Penetapan keterlibatan beberapa pejabat Kementerian Pekerjaan Rumah dan Perumahan Rakyat (PUPR) dan perusahaan atas dugaan dugaan suap proyek pembangunan Sistem Penyediaan Air Minum (SPAM) Ditjen Cipta Karya Kementerian PUPR tahun anggaran 2017-2018 menjadi kebar gembira buat masyarkat Indonesia, khususnya masyarakat di wilayah Palu dan Donggal yang baru terkena musibah.

Sebenarnya, masyarakat akan lebih gembira lagi jika hukuman mati benar-benar diterapkan.
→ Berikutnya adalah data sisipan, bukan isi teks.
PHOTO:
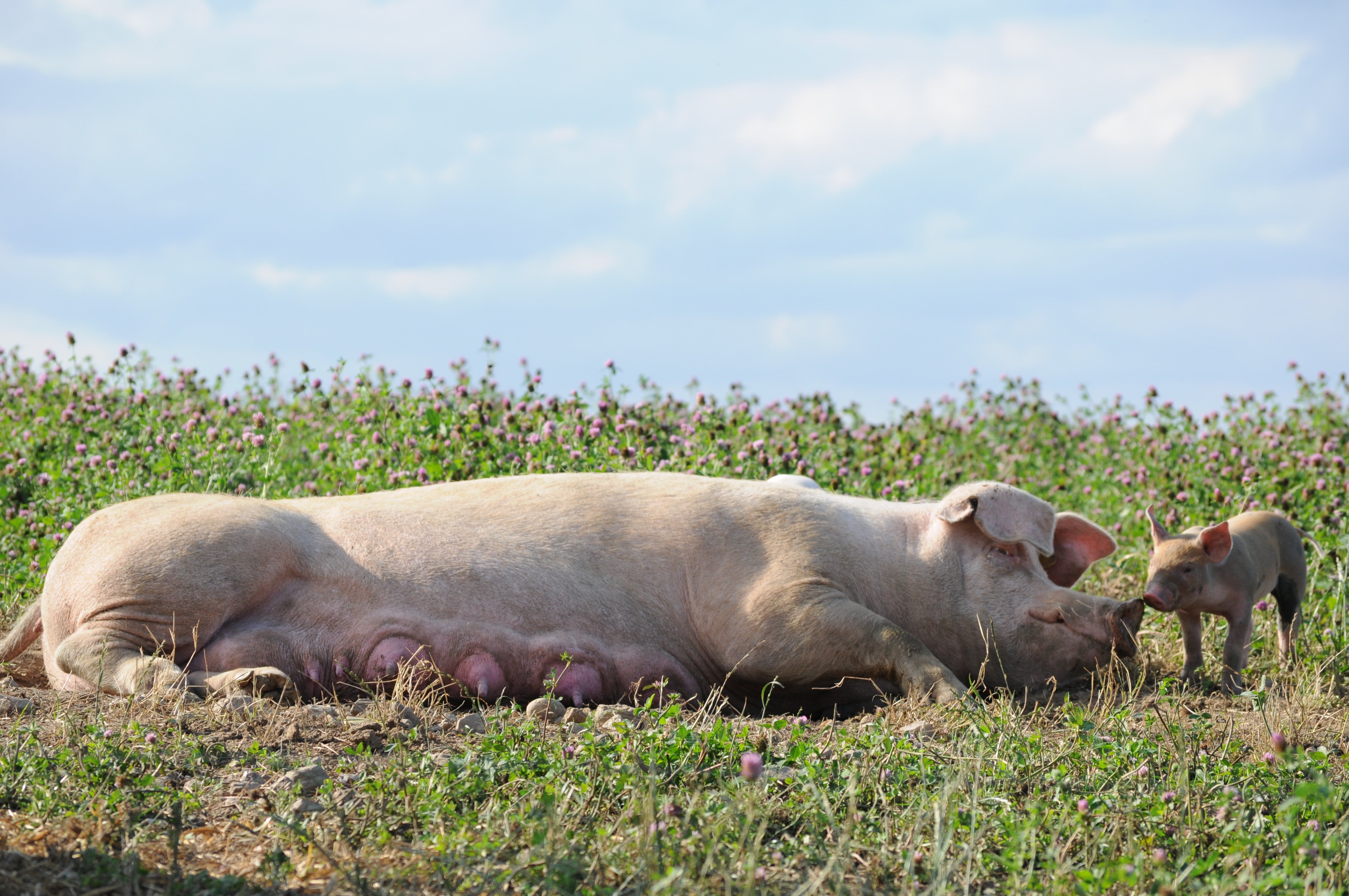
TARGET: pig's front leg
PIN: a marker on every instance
(837, 639)
(1192, 636)
(1235, 651)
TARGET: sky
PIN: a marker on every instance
(869, 199)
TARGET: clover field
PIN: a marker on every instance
(1128, 785)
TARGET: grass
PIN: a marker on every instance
(1130, 786)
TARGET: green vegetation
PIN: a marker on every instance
(1130, 786)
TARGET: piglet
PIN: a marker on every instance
(1224, 570)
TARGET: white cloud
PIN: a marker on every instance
(427, 283)
(1208, 86)
(284, 277)
(454, 281)
(1035, 88)
(806, 334)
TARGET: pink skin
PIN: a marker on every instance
(1224, 570)
(482, 675)
(640, 578)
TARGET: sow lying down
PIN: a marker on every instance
(644, 581)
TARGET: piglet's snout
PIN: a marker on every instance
(1159, 597)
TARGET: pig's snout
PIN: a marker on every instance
(1124, 625)
(1159, 597)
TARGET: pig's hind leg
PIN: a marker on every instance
(114, 663)
(1287, 594)
(1236, 650)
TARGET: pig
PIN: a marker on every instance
(1224, 570)
(596, 587)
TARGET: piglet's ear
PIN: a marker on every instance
(1004, 513)
(1217, 543)
(1078, 543)
(1159, 532)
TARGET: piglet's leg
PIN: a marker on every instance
(836, 639)
(1235, 651)
(1192, 636)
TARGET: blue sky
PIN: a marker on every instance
(861, 198)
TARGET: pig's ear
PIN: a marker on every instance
(1003, 513)
(1078, 543)
(1159, 532)
(1217, 543)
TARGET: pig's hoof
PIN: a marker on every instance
(266, 682)
(943, 689)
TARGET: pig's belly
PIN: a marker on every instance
(469, 660)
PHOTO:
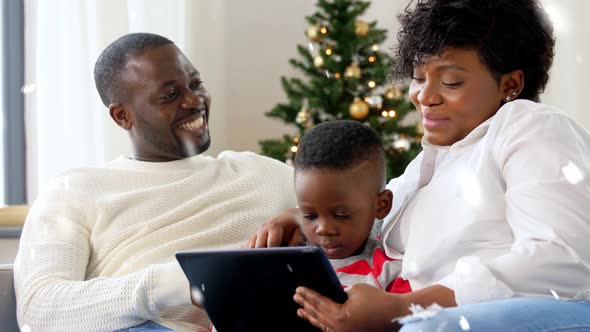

Tragis, kenyataan yang sebenarnya-benarnya adalah dana kebencanaan juga dikorupsi oleh mereka yang mau mengambil untung. Padahal, kehidupan pasca bencana merupakan pertarungan antara hidup dan mati, masih  saja dikorupsi.

Sekadar merefresh kembali ingatakan kita, mengutik pemberitaan yang dilansir Kumparan.com (30/12/2018) indikasi suap proyek air minum di Kota Palu dan Kabupaten Donggala, Sulawesi Tengah melibatkan Teuku Moch Nazar selaku Kepala Satuan Kerja SPAM Darurat.

Menurut Komisi Pemberantasan Korupsi (KPK), Teuku adalah pejabat yang mengurusi pengadaan pipa air di Donggala dan Palu dengan menerima menerima uang Rp2,9 miliar untuk pengadaan pipa HDPE di Bekasi, Donggala, dan Palu. Teuku Moch Nazar menerima suap dari sejumlah petinggi PT Wijaya Kusuma Emindo (WKE) dan PT Tashida Perkasa Sejahtera agar lelang dimenangkan oleh kedua perusahaan itu.

PT WKE diatur untuk mengerjakan proyek bernilai di atas Rp 50 miliar, PT TSP disiapkan untuk mengerjakan proyek bernilai di bawah Rp 50 miliar.  Pada tahun anggaran 2017-2018, kedua perusahaan ini memenangkan 12 paket proyek dengan total nilai Rp 429 miliar. Proyek terbesar adalah Pembangunan SPAM Kota Bandar Lampung dengan nilai proyek Rp 210 miliar.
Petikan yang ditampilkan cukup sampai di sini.